Twenty years since Irishman Dermot Weld won the Melbourne Cup with Vintage Crop, Australia's greatest race has become dominated by international horses.
And in 2013 it will be no different.
Of the 135 horses entered for this year's $6.2 million race, 28 are internationally-trained while another 40 are imports who are now locally trained.
The first four horses in the English St Leger, the first three in the Irish St Leger and the US St Leger 2013 winner Dandino are all making the journey down under.
Last year's Melbourne Cup winner, the Lloyd Williams-owned Green Moon, will be gunning for back-to-back wins while there is a chance that 2011 winner, French champion Dunaden, will run.
Williams has 12 entries altogether.
Racing Victoria international recruitment officer Leigh Jordon said Dunaden's prospects of coming rose from zero to fifty per cent after his nomination was received.
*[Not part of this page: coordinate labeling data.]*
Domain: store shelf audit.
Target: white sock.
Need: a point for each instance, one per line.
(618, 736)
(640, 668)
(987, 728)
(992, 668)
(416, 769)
Jordan says Dunaden is due to run in Prix Foy at Longchamp on Sunday week and he's hoping for a strong showing so connections will be tempted to have another tilt at the Cup.
Weld has entered Pale Mimosa and Voleuse de Coeurs while fellow Irish trainer Aiden O'Brien has Ernest Hemingway, Foundry and Leading Light.
In the two decades since Vintage Crop's win, the Melbourne Cup has been won by four more international raiders - Media Puzzle (2002), Delta Blues (2006), Americain (2010) and Dunaden.
Cups king Bart Cummings, with 12 Melbourne Cup winners behind him, has limited his chances of a 13th with just one entry - the veteran Precedence - who he now trains with his grandson James. Precedence has finished eighth, 11th and ninth, in his previous three Cups.
Racing Victoria's general manager of racing Greg Carpenter said the winners of this year's Perth, Adelaide, Sydney and Auckland cups had also nominated.
"It's not just about the internationals," Carpenter said.
"We have enormous strength of quality amongst the locally-trained horses and to have all those staying race winners on the Australian calendar heading towards this Melbourne Cup underlines the undoubted strength of the nominations."